If ya got 20 mins to burn, check out this video by this YT'r (glitter bomb guy) I'm subscribed to. I thought it was pretty cool.







Edit 5/19/21: Squirrel Maze 2.0


----------



## Aukai (May 24, 2020)

That was fun, I've heard they can pretty much figure it out given time.


----------



## finsruskw (May 24, 2020)

What a hoot!!!
Love it!!


----------



## RJSakowski (May 24, 2020)

Squirrels are definitely amazing critters.  Their ability to execute a complex route in the treetops without having to retrace their path defies all reason.  Not to mention, burying as many as several thousand nuts and being able to retrieve a good percentage of them throughout the winter.


----------



## Twirpunky (May 24, 2020)

I love that video and the engineering ideas the guy uses and explains. It reminds me of my father trying to outsmart those little buggers when I was a kid.  From a baby boomer perspective, that guy gives me hope and respect for the next generation.

D


----------



## darkzero (May 24, 2020)

I knew pigs were smart but had no idea squirrels were that smart.



Twirpunky said:


> that guy gives me hope and respect for the next generation.

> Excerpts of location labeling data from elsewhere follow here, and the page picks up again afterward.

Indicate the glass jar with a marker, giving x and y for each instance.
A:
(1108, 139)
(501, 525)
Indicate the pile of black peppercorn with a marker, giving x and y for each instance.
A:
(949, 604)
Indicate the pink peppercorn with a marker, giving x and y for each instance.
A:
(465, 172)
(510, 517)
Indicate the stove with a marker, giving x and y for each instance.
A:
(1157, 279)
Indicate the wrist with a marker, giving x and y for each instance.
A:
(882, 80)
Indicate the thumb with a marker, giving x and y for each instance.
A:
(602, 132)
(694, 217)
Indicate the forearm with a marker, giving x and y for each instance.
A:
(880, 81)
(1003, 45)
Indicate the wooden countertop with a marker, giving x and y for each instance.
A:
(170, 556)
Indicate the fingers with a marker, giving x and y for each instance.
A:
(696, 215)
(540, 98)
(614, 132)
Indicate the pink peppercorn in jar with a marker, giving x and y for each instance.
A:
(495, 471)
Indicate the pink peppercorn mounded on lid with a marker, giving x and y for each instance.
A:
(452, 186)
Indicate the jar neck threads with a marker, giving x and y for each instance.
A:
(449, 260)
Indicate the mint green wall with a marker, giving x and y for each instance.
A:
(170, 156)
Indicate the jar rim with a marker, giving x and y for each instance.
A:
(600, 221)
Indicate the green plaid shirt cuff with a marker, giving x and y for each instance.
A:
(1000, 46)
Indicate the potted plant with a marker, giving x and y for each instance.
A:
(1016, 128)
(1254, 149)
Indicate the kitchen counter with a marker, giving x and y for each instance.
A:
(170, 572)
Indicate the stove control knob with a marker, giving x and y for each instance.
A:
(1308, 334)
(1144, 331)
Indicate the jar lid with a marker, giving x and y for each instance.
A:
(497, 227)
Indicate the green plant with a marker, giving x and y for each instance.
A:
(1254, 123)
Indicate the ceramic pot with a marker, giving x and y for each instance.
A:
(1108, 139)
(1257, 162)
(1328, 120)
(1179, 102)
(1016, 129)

Yeah he's worked hard & is a smart guy. Of course one can tell he is an engineer. He used to work for NASA & helped worked on one of the Mars rovers.


----------



## Aukai (May 24, 2020)

This rover?


----------



## C-Bag (May 25, 2020)

Subscribed! Thanks for posting that DZ. There is just so much on YT that I’ve never heard of it’s crazy. Watched his porch bandit videos and the industrial trampoline vids, too much fun and science. Gotta love it.


----------



## DavidR8 (May 25, 2020)

I saw that vid elsewhere this morning but scrolled on by. Thanks for bringing it here Will!


----------



## markba633csi (May 26, 2020)

What, no high voltage transformers?!  I was hoping for some roast squirrel
-M


----------



## Nutfarmer (May 27, 2020)

As long as the squirrels are in someone else's back yard it's funny . Not in my orchards. The U C Daivs estimated each squirrel does over fifty dollars in damage a year in a walnut orchard. If you see one you know there are ten more of his friends. Flood irrigation keeps most of the ground squirrel down. If you think squirrels are smart you need to watch a murder of crows. They are the hardest to out smart.


----------



## darkzero (May 19, 2021)

Mark Rober is back at it! Squirrel Maze 2.0 added to the first post.

Link here also


----------



## finsruskw (May 29, 2021)

That guy has WAAAY too much time on hos hands!!!~
What a hoot!!


----------